Learning Through the Wall: Magnusson and Me

Eugene McCann (Simon Fraser University) 

In their invitation to contribute to this collection on the legacy of Warren Magnusson’s thinking, Zack Taylor and Roger Keil stated their main aim as “reintroduc[ing] his work to a new generation of scholars.” This prompt leads me to think through how I first encountered then tried to crystalize his encouragement to “see like a city” when studying politics (Magnusson 2013) and how it influences my research on and teaching of urban politics from a geographical perspective. It is a cliché to say that one can best understand a topic by teaching it. It is a cliché because it’s generally true. Certainly, I need to get an idea “down” before I try to teach it. Then I tend to develop my understanding as I teach.

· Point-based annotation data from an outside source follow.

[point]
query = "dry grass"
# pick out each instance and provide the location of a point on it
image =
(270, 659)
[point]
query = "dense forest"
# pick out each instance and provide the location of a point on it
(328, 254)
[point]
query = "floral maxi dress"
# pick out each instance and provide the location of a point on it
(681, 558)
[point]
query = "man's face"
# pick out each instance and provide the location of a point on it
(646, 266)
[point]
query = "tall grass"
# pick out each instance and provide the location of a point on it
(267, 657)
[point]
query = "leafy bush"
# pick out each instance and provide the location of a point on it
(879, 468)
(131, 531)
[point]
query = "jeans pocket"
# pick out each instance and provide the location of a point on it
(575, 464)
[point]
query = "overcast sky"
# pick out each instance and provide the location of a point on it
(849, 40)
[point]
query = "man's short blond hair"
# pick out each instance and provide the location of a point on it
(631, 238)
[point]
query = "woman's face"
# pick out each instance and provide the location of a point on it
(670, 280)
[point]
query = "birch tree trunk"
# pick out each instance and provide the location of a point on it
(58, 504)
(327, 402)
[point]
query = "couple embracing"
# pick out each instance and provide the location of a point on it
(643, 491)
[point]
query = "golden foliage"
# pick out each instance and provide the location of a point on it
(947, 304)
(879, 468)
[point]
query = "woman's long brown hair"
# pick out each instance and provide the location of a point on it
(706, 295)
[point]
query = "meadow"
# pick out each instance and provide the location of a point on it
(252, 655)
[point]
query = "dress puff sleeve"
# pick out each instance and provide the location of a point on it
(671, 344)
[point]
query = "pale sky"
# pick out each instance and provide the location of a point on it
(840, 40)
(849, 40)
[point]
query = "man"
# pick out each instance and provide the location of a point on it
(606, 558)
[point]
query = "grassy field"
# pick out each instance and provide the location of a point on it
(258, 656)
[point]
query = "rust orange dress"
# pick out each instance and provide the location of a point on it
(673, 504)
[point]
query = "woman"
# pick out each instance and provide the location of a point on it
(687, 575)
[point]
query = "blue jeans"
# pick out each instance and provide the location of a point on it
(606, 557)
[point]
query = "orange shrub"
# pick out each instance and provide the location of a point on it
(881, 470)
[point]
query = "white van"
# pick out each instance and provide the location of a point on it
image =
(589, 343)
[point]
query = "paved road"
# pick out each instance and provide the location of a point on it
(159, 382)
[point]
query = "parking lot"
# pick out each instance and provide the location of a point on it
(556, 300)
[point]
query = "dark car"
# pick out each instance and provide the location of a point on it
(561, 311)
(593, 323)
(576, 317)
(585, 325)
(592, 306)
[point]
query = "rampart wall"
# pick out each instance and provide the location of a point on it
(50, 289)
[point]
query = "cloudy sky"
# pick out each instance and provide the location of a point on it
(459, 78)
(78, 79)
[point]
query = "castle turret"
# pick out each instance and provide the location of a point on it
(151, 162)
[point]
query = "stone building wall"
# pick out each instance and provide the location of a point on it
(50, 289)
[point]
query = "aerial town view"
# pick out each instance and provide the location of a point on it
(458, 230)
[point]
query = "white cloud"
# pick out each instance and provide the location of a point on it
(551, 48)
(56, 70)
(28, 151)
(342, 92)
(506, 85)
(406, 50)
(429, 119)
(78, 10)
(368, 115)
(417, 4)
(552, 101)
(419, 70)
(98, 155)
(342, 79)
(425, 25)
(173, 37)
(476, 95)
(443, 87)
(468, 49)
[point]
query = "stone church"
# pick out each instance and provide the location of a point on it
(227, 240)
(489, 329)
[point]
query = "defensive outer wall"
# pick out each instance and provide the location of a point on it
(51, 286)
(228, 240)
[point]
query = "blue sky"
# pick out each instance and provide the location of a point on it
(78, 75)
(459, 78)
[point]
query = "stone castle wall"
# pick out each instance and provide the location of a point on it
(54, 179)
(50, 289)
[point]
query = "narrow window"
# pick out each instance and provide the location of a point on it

This has been the case with “seeing like a city,” as I will explain below.  

In the following paragraphs I will discuss how I grapple with the notion of “seeing like a city” as an urban political geographer and how I frame it for my students. I will outline my perspective on how “seeing like a city” is situated within a wider set of approaches to studying urban politics. Finally, I will discuss why it’s worth engaging with Magnusson’s approach as one valuable contribution, among many others, to the ongoing analysis of politics and space, both as a frame for one’s research and for teaching. 

To be honest, I’ve always had a problem with Magnusson’s encouragement to “see like a city.” On the one hand, I understand his rhetorical attraction to this particular phrasing as a riposte to Scott’s (1998) notion of "seeing like a state.” Scott developed an analysis of how modern states seek control over society and territory by rendering them simple and legible through various means. In his reflection on Magnusson’s (2013) book, Politics of Urbanism: Seeing Like a City, Taylor (2013, 800) summarizes Scott’s argument as follows: “[i]n its totalizing impulse, the state simplifies complex social order through the standardization of identities and practices and, in doing so, impoverishes everyday life.” Yet, a central preoccupation of Magnusson’s work, even before the publication of Politics of Urbanism, was more the impoverished and impoverishing analytical simplifications of state-centric political theory and political science, rather than in the machinations of the state per se (although the two can never be so clearly separated). He was interested in de-centering the state in political analyses, calling “for a shift away from the state as the central object of analysis and contention, and toward the political spaces people were increasingly making for themselves through social movement activity” (Ibid.).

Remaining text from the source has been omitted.